LuyiTian / FLAMES

Full-length transcriptome splicing and mutation analysis
GNU General Public License v3.0
69 stars 10 forks source link

run match_cell_barcode, no error, no result, match_cell_barcode /data_RAGE_seq/data1 cell_barcode_stat.txt split_barcode.fastq flame_3M-february-2018.txt 2; split_barcode.fastq is zero,no other file generation。 #12

Open markme123 opened 3 years ago

LuyiTian commented 3 years ago

it is hard to see with limited information. Is there any output in terminal? usually you would see some stats printed after you run the program, here is an example

the first few lines of output:

set UMI length to 10.
First 5 cell barcode:
        AAACCTGCAATCCAAC
        AAACGGGCATACGCCG
        AAACGGGCATTAGGCT
        AAACGGGGTATAGTAG
        AAAGATGCAACACCCG
/stornext/Genomics/data/CLL_venetoclax/FLTseq/HD11/fastq/HD11_pass.fq.gz
forward flanking end: 66        2819
forward flanking end: 67        2486

the last lines:

        24      1117
        32      487
###total read: 56654147
###barcode hm match: 33287709
###barcode match: 3337587
###barcode not match: 20009062
###too short: 19789
yuchen345 commented 2 years ago

Hi, Luyi, Would you please make an example of the usage of match_cell_barcode and explain the input files in more details? Is the fastq folder consisting of illumina sequencing data or third generation sequencing data?

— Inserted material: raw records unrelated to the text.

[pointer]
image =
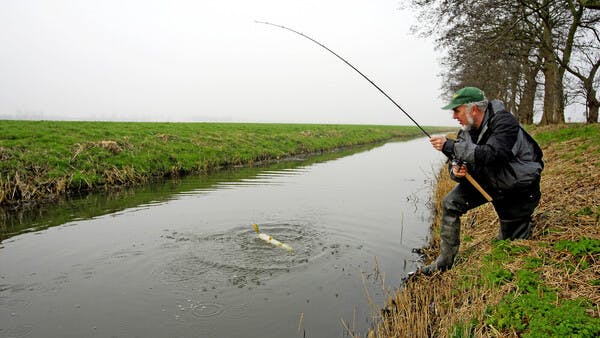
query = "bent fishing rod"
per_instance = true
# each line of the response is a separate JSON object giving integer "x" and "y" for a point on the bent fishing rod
{"x": 468, "y": 176}
{"x": 349, "y": 64}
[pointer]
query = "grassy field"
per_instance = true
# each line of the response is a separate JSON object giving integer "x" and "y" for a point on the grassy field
{"x": 547, "y": 286}
{"x": 40, "y": 160}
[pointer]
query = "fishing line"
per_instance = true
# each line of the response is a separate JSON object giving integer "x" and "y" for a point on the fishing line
{"x": 349, "y": 64}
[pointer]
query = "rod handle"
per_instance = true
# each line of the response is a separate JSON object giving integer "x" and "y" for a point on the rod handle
{"x": 478, "y": 187}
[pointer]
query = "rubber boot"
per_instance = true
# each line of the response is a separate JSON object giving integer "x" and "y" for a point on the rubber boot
{"x": 450, "y": 241}
{"x": 515, "y": 229}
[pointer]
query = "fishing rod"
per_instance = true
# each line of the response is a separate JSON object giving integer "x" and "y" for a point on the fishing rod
{"x": 467, "y": 175}
{"x": 349, "y": 64}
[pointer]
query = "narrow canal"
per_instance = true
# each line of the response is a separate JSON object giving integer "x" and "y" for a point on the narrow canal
{"x": 180, "y": 258}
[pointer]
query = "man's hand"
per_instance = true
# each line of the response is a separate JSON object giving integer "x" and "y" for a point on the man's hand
{"x": 459, "y": 172}
{"x": 437, "y": 142}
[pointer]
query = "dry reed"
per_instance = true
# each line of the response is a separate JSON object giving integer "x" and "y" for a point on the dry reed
{"x": 437, "y": 305}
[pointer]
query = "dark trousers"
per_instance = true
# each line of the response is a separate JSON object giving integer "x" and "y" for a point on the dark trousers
{"x": 514, "y": 209}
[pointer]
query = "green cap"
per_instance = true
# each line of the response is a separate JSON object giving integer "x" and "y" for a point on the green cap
{"x": 465, "y": 95}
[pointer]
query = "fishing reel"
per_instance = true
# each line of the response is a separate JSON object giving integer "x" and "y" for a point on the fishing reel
{"x": 458, "y": 163}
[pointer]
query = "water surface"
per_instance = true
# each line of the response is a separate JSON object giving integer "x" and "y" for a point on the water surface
{"x": 180, "y": 258}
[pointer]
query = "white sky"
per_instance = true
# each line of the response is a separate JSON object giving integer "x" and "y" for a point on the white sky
{"x": 202, "y": 60}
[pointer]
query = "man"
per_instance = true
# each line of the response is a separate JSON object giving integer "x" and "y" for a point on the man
{"x": 503, "y": 158}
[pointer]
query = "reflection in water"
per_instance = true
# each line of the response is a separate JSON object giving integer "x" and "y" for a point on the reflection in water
{"x": 181, "y": 259}
{"x": 237, "y": 256}
{"x": 40, "y": 216}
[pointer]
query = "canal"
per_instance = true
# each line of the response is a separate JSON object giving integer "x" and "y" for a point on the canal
{"x": 180, "y": 258}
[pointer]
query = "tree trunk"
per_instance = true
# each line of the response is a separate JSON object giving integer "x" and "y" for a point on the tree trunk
{"x": 593, "y": 104}
{"x": 525, "y": 111}
{"x": 553, "y": 91}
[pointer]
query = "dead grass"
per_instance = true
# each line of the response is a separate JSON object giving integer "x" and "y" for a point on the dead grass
{"x": 437, "y": 305}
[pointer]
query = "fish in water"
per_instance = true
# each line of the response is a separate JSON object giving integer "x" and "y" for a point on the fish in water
{"x": 270, "y": 239}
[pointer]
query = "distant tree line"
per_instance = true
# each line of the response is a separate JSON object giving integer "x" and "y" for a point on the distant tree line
{"x": 525, "y": 52}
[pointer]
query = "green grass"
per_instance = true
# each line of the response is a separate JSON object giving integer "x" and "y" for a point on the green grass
{"x": 589, "y": 132}
{"x": 47, "y": 158}
{"x": 534, "y": 309}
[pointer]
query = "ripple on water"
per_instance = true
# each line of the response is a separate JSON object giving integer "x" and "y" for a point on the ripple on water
{"x": 17, "y": 331}
{"x": 207, "y": 310}
{"x": 238, "y": 256}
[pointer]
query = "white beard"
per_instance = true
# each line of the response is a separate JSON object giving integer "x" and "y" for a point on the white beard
{"x": 468, "y": 126}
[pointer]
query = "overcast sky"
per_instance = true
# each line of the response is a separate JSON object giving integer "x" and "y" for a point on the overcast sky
{"x": 205, "y": 60}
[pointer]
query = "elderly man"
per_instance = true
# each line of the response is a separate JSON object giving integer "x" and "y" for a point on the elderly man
{"x": 503, "y": 158}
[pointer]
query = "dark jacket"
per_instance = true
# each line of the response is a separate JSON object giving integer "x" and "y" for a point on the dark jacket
{"x": 499, "y": 154}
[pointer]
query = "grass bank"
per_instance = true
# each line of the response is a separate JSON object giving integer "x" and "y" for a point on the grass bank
{"x": 548, "y": 286}
{"x": 42, "y": 160}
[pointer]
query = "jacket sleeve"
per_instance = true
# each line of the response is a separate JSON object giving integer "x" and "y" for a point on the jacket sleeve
{"x": 504, "y": 131}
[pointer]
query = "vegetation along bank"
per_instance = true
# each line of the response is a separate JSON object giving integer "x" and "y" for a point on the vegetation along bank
{"x": 43, "y": 160}
{"x": 547, "y": 286}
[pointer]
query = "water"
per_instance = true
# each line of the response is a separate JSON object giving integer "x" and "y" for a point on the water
{"x": 180, "y": 258}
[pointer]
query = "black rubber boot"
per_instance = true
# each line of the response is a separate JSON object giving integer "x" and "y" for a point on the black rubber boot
{"x": 450, "y": 241}
{"x": 515, "y": 229}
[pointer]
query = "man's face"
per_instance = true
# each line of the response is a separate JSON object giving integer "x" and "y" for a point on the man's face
{"x": 462, "y": 114}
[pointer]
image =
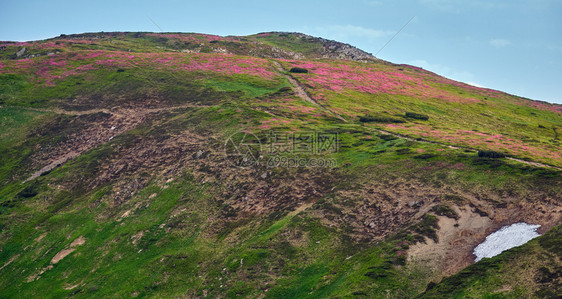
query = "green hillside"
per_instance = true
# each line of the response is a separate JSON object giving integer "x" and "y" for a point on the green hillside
{"x": 370, "y": 179}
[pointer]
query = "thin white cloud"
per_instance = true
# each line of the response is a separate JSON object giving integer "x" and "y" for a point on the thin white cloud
{"x": 375, "y": 3}
{"x": 348, "y": 32}
{"x": 457, "y": 6}
{"x": 445, "y": 71}
{"x": 499, "y": 42}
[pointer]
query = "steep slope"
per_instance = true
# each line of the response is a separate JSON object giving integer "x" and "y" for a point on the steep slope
{"x": 115, "y": 178}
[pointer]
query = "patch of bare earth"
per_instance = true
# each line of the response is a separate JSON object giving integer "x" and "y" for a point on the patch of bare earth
{"x": 458, "y": 238}
{"x": 58, "y": 257}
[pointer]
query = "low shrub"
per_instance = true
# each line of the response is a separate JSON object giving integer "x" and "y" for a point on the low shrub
{"x": 298, "y": 70}
{"x": 490, "y": 154}
{"x": 425, "y": 156}
{"x": 379, "y": 119}
{"x": 415, "y": 115}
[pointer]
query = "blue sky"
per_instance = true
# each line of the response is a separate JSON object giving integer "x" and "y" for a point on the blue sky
{"x": 514, "y": 46}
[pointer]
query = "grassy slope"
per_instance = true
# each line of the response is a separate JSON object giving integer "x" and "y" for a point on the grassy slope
{"x": 186, "y": 235}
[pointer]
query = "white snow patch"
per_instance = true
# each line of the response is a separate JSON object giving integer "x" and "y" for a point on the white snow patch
{"x": 506, "y": 238}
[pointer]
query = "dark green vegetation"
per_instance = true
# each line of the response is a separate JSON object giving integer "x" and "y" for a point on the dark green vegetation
{"x": 298, "y": 70}
{"x": 113, "y": 179}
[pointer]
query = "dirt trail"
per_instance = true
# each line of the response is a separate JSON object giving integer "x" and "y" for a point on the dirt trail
{"x": 301, "y": 92}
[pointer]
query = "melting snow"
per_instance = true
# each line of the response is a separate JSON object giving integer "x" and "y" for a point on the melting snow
{"x": 506, "y": 238}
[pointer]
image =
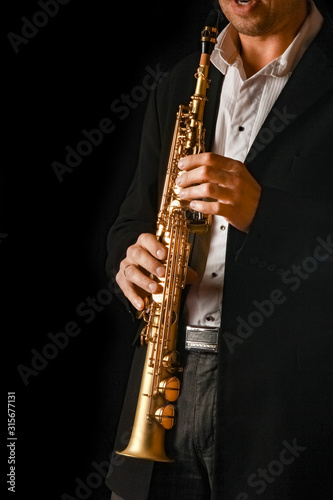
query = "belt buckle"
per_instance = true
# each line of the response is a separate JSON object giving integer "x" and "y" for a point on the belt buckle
{"x": 201, "y": 339}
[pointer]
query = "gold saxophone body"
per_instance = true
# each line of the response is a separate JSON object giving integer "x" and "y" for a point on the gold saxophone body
{"x": 159, "y": 385}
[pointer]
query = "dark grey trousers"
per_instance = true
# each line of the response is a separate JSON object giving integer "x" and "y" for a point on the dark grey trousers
{"x": 191, "y": 441}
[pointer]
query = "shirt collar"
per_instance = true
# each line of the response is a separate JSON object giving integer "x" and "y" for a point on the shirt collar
{"x": 226, "y": 52}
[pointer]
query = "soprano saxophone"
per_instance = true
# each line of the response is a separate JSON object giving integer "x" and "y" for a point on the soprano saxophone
{"x": 159, "y": 385}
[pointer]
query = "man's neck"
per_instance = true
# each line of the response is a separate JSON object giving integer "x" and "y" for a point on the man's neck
{"x": 258, "y": 51}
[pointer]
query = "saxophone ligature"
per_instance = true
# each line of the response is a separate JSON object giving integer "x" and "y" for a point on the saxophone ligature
{"x": 159, "y": 385}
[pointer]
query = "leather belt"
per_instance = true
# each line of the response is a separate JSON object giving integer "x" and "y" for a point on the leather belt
{"x": 201, "y": 339}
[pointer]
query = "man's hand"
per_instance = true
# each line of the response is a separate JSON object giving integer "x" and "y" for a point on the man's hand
{"x": 143, "y": 261}
{"x": 230, "y": 188}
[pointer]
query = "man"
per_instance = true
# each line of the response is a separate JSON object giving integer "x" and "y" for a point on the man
{"x": 255, "y": 419}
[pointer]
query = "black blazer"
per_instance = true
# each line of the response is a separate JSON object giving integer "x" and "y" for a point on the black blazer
{"x": 274, "y": 436}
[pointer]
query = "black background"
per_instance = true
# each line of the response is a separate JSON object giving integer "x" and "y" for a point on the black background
{"x": 53, "y": 234}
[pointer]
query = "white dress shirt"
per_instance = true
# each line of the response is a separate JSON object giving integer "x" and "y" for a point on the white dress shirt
{"x": 244, "y": 105}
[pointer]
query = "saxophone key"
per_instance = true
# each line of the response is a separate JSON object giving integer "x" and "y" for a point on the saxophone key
{"x": 170, "y": 388}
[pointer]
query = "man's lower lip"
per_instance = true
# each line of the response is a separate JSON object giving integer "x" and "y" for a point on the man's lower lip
{"x": 244, "y": 8}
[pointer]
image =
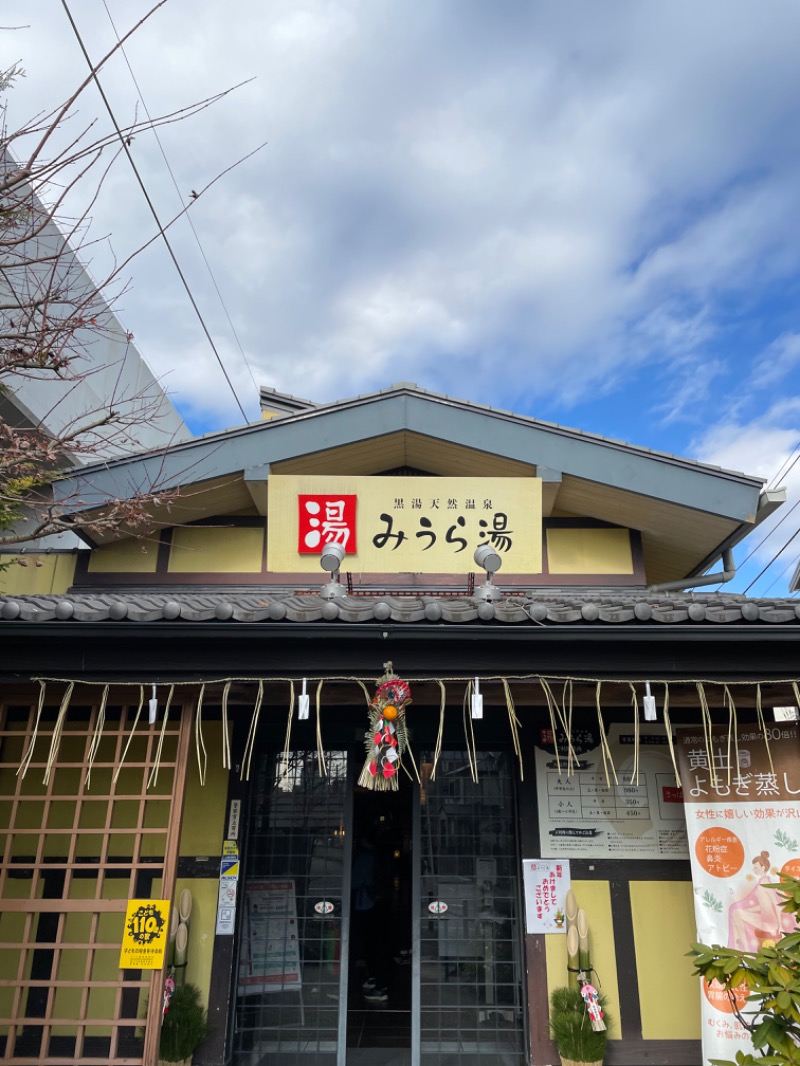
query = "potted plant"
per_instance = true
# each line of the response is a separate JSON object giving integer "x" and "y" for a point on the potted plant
{"x": 185, "y": 1026}
{"x": 572, "y": 1031}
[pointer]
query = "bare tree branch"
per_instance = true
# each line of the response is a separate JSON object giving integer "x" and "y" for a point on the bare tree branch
{"x": 58, "y": 333}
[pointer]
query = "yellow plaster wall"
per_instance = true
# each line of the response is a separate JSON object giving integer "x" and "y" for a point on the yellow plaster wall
{"x": 589, "y": 551}
{"x": 205, "y": 549}
{"x": 594, "y": 897}
{"x": 41, "y": 575}
{"x": 202, "y": 926}
{"x": 202, "y": 834}
{"x": 664, "y": 931}
{"x": 125, "y": 556}
{"x": 204, "y": 807}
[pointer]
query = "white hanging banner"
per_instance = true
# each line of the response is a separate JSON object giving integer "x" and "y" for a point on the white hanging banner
{"x": 744, "y": 826}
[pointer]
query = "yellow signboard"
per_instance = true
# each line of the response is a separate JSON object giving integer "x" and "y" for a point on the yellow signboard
{"x": 145, "y": 935}
{"x": 403, "y": 525}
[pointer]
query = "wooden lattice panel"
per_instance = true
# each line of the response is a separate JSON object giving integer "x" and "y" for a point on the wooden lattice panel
{"x": 100, "y": 827}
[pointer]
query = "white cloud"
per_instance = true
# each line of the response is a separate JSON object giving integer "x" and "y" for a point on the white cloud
{"x": 571, "y": 194}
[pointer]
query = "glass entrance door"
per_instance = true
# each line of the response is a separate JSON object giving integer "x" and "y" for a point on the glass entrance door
{"x": 468, "y": 972}
{"x": 290, "y": 984}
{"x": 425, "y": 968}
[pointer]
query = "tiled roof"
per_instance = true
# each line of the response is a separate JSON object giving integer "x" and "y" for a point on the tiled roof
{"x": 530, "y": 608}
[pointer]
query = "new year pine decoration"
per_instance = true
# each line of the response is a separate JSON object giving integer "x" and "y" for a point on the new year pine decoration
{"x": 386, "y": 738}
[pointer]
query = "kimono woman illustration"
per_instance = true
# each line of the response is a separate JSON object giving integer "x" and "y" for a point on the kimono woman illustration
{"x": 755, "y": 914}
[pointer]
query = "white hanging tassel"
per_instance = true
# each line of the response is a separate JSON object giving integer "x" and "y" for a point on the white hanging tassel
{"x": 650, "y": 704}
{"x": 303, "y": 701}
{"x": 477, "y": 700}
{"x": 592, "y": 1004}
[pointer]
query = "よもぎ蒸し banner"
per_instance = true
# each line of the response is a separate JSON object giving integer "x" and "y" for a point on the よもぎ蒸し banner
{"x": 740, "y": 797}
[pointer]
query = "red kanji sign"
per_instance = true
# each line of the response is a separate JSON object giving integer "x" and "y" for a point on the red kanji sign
{"x": 325, "y": 519}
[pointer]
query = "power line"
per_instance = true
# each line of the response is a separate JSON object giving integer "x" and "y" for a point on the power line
{"x": 788, "y": 566}
{"x": 177, "y": 190}
{"x": 779, "y": 552}
{"x": 161, "y": 230}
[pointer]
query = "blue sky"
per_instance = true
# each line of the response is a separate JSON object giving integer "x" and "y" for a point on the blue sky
{"x": 586, "y": 212}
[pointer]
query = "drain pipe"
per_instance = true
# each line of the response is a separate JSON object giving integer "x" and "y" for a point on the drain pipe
{"x": 708, "y": 579}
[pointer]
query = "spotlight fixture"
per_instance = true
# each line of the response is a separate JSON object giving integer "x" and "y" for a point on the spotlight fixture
{"x": 331, "y": 559}
{"x": 488, "y": 559}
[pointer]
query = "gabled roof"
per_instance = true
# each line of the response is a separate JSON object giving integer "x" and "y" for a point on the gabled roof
{"x": 558, "y": 609}
{"x": 687, "y": 512}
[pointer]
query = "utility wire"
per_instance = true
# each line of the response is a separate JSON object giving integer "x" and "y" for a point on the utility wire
{"x": 796, "y": 453}
{"x": 161, "y": 230}
{"x": 177, "y": 190}
{"x": 779, "y": 552}
{"x": 788, "y": 566}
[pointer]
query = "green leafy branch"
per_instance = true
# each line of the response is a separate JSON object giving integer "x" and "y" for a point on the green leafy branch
{"x": 772, "y": 979}
{"x": 710, "y": 901}
{"x": 783, "y": 840}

here is my error message: image

Thanks! Yuchen

icanccwhite commented 2 years ago

Hi, Luyi, Would you please make an example of the usage of match_cell_barcode and explain the input files in more details? Is the fastq folder consisting of illumina sequencing data or third generation sequencing data?

here is my error message: image

Thanks! Yuchen

I have the same question

LuyiTian commented 2 years ago

Hi @icanccwhite and @yuchen345 you should use long-read fastq data as input. The cell barcode file come from the short-read data output. from your screenshot it seems you have printed the first 5 cell barcode so the program is running well. Can you check your data path again? I think you need to use absolute path.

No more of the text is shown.